Il token potrebbe operare insieme all'infrastruttura di valuta digitale in via di sviluppo del Pakistan, supportando potenzialmente transazioni transfrontaliere come le rimesse, ha riferito la fonte a Reuters.
I termini specifici dell'accordo non sono stati resi noti e i dettagli relativi a SC Financial Technologies rimangono limitati.
Pakistan annuncerà accordo su stablecoin durante visita di Witkoff
Sempre secondo il rapporto, il Pakistan dovrebbe annunciare formalmente l'accordo nel corso della giornata di mercoledì, durante la visita dell'amministratore delegato di World Liberty Zach Witkoff a Islamabad.

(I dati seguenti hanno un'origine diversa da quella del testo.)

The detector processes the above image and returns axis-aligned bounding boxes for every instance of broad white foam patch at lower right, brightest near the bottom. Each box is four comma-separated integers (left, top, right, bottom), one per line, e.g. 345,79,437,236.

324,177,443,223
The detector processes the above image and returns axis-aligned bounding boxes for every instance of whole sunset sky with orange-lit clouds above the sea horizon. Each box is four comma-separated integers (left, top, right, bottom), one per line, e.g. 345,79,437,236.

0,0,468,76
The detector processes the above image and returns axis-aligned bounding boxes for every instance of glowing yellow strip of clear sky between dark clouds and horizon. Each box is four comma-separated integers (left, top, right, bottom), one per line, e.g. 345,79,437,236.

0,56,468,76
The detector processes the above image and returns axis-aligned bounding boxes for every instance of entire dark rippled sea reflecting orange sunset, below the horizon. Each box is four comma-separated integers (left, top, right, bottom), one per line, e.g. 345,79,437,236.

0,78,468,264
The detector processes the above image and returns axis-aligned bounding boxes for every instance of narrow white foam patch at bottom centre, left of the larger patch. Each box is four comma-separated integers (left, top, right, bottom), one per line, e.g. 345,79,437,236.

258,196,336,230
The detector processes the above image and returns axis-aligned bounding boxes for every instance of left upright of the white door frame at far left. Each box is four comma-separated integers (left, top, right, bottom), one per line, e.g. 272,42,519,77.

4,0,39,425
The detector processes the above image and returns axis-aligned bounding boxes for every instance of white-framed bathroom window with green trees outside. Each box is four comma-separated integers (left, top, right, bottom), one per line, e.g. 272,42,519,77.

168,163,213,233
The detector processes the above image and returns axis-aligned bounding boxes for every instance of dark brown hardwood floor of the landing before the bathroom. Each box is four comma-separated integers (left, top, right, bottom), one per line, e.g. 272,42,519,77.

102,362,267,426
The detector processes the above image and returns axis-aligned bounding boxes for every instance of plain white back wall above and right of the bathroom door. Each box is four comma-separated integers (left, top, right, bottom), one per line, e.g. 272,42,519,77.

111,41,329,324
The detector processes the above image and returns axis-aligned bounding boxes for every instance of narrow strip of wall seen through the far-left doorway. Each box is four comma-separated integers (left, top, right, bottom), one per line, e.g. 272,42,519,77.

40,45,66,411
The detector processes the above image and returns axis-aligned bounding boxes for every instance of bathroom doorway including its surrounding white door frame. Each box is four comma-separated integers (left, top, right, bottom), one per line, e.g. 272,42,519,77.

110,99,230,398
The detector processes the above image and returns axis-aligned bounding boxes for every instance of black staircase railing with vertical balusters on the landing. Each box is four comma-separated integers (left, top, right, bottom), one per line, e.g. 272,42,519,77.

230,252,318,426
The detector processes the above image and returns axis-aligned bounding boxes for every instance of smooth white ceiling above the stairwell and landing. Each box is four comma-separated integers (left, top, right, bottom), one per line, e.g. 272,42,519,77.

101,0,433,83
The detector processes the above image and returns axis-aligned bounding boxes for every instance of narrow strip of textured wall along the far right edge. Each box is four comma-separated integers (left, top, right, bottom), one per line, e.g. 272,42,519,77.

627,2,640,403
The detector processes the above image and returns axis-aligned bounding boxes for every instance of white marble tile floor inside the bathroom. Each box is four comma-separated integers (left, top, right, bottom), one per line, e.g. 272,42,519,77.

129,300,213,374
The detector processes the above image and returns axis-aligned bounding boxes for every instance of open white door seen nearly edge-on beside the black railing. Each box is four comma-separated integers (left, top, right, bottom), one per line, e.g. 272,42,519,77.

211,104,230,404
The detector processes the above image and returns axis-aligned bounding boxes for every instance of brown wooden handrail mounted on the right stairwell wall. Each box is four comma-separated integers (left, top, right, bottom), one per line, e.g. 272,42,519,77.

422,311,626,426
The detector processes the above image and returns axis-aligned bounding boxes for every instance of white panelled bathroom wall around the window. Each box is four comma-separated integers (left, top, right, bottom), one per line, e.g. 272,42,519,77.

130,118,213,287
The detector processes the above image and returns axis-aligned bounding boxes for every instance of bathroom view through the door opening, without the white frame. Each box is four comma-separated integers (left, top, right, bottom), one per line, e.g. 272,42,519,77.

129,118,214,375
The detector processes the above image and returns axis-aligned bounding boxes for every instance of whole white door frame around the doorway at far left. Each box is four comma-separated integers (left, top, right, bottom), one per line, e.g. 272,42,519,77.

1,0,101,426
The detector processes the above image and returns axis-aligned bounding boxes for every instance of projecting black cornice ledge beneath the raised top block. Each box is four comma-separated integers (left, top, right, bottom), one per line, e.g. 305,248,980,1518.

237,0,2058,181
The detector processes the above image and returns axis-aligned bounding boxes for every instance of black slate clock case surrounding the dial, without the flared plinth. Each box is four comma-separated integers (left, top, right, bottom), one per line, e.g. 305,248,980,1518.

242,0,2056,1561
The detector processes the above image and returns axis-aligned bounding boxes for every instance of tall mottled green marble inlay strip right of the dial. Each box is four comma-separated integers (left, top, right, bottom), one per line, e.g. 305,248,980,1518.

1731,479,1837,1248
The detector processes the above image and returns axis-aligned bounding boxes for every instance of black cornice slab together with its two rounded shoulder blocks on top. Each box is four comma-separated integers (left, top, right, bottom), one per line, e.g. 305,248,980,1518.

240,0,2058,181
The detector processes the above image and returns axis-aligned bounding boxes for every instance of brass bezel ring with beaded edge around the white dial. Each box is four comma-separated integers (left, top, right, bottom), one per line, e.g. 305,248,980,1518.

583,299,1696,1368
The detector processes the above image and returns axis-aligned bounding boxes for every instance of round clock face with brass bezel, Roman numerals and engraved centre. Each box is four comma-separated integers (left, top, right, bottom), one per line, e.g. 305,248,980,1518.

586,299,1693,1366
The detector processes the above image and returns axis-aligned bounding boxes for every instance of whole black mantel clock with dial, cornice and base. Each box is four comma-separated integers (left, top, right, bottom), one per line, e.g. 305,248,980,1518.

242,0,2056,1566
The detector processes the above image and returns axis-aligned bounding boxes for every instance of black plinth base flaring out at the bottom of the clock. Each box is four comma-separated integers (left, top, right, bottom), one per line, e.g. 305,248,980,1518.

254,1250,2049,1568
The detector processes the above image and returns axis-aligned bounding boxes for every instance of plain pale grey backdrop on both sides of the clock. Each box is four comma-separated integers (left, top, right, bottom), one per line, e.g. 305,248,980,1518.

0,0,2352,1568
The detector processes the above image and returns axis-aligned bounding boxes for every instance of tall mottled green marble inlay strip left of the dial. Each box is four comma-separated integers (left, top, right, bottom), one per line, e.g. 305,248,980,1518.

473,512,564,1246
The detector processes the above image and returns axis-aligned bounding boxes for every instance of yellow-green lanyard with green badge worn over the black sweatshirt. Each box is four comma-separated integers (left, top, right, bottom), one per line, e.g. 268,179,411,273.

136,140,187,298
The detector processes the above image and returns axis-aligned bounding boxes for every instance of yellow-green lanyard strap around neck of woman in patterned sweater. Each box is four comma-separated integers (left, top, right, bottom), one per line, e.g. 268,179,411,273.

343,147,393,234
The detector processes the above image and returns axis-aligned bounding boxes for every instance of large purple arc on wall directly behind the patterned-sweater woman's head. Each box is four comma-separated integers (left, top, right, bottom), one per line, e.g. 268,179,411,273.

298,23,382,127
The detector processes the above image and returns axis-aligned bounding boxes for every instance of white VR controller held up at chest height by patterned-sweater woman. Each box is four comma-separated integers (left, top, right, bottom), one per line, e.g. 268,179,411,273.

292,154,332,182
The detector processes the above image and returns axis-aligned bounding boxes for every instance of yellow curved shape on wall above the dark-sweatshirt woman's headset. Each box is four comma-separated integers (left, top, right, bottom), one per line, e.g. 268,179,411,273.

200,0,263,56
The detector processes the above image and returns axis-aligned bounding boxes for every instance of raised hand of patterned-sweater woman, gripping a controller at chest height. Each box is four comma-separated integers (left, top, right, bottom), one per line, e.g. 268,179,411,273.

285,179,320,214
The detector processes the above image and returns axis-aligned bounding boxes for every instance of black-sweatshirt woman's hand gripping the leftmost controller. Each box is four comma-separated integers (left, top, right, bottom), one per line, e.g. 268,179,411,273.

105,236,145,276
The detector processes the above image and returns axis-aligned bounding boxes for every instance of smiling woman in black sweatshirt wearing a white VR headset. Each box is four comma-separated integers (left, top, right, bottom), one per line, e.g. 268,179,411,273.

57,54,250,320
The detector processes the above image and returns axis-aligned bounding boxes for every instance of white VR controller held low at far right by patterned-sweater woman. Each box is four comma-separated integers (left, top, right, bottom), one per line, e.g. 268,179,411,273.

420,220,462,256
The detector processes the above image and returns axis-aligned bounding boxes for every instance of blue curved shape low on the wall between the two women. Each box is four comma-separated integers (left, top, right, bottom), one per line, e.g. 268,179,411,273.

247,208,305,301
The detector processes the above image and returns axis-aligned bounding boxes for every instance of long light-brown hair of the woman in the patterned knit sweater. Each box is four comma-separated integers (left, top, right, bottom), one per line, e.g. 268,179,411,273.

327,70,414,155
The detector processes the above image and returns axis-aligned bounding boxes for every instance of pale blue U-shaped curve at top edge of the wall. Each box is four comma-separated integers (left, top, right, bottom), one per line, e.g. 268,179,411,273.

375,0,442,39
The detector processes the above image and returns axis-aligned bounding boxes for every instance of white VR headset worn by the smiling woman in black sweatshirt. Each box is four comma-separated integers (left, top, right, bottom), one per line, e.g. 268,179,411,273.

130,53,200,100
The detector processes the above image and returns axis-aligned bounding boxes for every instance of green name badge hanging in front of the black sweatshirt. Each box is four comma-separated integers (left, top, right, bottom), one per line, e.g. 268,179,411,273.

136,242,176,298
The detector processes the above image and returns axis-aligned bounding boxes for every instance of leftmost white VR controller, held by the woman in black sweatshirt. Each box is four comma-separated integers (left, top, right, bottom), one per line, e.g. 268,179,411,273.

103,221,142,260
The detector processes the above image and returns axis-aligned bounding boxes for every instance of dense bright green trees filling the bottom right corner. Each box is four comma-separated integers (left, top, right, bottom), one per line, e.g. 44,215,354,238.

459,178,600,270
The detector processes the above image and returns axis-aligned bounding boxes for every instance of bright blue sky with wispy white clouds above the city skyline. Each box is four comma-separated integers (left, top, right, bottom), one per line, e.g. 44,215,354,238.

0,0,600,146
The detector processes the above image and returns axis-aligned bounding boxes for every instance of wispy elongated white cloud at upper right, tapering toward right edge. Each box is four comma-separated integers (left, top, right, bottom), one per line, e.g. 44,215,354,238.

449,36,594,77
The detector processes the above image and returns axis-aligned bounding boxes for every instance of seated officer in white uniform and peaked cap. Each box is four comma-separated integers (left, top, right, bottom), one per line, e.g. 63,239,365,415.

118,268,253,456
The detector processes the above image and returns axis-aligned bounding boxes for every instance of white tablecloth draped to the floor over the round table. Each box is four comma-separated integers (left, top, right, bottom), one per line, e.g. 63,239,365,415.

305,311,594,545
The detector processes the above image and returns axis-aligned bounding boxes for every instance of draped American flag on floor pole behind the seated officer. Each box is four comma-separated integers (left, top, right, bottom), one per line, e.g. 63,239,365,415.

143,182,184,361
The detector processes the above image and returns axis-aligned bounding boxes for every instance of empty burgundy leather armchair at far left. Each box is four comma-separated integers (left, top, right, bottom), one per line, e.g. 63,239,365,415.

World Liberty ha già attirato l'attenzione per il suo ruolo in importanti transazioni. Lo scorso maggio, MGX, società di investimento sostenuta dallo Stato di Abu Dhabi, ha utilizzato la stablecoin di World Liberty per facilitare l'acquisto di una partecipazione azionaria del valore di 2 miliardi di dollari in Binance, la più grande piattaforma di scambio di criptovalute al mondo.
All'inizio di questa settimana, World Liberty ha inoltre lanciato World Liberty Markets, una nuova piattaforma di prestito e finanziamento on-chain basata sulla stablecoin USD1 e sul token di governance WLFI. La piattaforma consente agli utenti di depositare garanzie in criptovalute come Ether (ETH), Bitcoin tokenizzato (BTC) e le principali stablecoin.
Pakistan punta a diventare un crypto hub globale
Il Pakistan continua a portare avanti con determinazione il proprio programma di finanza digitale, con l'obiettivo di affermarsi come polo globale nel settore crypto.
Il Paese ha compiuto passi importanti per formalizzare il proprio ecosistema crypto, tra cui l'istituzione della Pakistan Virtual Assets Regulatory Authority, l'autorizzazione agli exchange crypto Binance e HTX ad operare nel Paese, la creazione di una riserva di Bitcoin e lo studio della tokenizzazione di asset reali per attrarre investimenti stranieri e aumentare la liquidità.